Explorons une entrée de blogue, afin de comprendre plus exactement la nature de la relation entre Desjardins et son jeune public. C’est à l’aide de l’analyse critique du discours et du concept de l’interdiscursivité que nous procéderons à cet examen.

En analyse critique du discours, une approche interdisciplinaire qui conçoit le langage comme une forme de pratique sociale, le concept d’interdiscursivité est utile pour relever les traces d’une lutte de pouvoir au sein d’un discours (Fairclough 1989/2015).

L’intertextualité constitutive, ou interdiscursivité, porte sur les relations entre les types discursifs, comme le genre ou le style. Contrairement à l’intertextualité manifeste, qui consiste généralement à faire allusion à un autre texte, l’intertextualité constitutive est souvent abstraite : il s’agit de passages où les conventions associées à un genre ou à un style sont exploitées dans un autre genre (voir aussi Bathia, Langton et Lung 2004). L’exemple de Desjardins illustre bien l’interdiscursivité de style :

Novembre est le mois de la littératie financière. J’entends déjà ta question : mais, quossé ça ? En fait, c’est un bien grand mot pour parler de notre capacité à prendre de bonnes décisions financières. (Pourquoi s’intéresser à la finance à l’adolescence ?)

November is Financial Literacy Month. I can already hear your question: What’s that? It’s a big word that means our ability to make sound financial decisions. (Why teens should be concerned about finances)

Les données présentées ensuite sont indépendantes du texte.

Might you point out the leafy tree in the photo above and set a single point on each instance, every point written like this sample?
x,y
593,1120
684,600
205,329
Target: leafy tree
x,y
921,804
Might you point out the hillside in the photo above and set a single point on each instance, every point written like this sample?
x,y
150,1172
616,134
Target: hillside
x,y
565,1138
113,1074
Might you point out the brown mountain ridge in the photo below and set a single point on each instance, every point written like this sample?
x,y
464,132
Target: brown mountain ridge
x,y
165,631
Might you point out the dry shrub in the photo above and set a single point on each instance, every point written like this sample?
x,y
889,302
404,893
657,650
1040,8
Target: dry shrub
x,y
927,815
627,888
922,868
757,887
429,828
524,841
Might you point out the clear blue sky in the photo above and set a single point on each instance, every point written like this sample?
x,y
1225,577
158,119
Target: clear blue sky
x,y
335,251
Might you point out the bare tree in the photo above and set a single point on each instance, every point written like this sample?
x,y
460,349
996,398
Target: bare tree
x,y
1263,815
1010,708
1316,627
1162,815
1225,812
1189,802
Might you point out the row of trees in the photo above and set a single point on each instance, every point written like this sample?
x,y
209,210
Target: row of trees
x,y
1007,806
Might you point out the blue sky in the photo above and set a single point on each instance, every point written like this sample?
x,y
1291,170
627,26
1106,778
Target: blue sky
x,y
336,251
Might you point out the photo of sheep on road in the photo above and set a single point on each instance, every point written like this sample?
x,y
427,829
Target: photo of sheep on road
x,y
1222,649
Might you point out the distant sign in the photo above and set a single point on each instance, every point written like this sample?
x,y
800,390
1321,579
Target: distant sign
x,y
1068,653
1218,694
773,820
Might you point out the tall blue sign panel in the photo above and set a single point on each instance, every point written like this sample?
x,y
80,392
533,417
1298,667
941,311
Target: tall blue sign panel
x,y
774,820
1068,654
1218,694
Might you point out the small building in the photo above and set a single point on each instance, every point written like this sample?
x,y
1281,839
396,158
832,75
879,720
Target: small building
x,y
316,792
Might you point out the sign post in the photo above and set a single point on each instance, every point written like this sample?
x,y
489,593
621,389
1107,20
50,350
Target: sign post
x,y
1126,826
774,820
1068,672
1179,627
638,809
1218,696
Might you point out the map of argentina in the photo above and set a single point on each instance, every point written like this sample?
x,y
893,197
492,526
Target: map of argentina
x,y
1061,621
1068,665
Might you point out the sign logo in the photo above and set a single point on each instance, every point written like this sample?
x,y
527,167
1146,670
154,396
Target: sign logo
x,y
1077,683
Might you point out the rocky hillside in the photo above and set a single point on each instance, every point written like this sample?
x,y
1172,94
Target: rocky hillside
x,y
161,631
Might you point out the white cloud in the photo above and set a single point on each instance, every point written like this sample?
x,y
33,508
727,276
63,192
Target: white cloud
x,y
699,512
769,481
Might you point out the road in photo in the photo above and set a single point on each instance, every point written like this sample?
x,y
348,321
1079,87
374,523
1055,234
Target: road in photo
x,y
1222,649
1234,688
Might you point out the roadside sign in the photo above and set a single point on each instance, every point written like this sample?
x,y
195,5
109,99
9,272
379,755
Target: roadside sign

Le style traditionnellement associé aux institutions financières est celui de la sobriété. Notons par ailleurs que les institutions financières s’imposent généralement en experts des questions pécuniaires, afin d’inciter leurs clients potentiels à leur faire confiance. Dans l’exemple qui nous intéresse, l’institution utilise ce que Norman Fairclough appelle la « personnalisation synthétique » (1989/2015), c’est-à-dire un style où le lecteur a l’impression d’être traité individuellement, plutôt qu’en masse. En français, l’institution tutoie son auditoire et utilise un registre très familier, mécanismes linguistiques qui créent l’illusion d’une conversation suivie avec l’interlocuteur. En anglais, la contraction « What’s » vise aussi au rapprochement entre le jeune lectorat et la coopérative. Ainsi, la traditionnelle relation hiérarchique entre expert et client s’estompe au profit d’une relation très démocratique en apparence.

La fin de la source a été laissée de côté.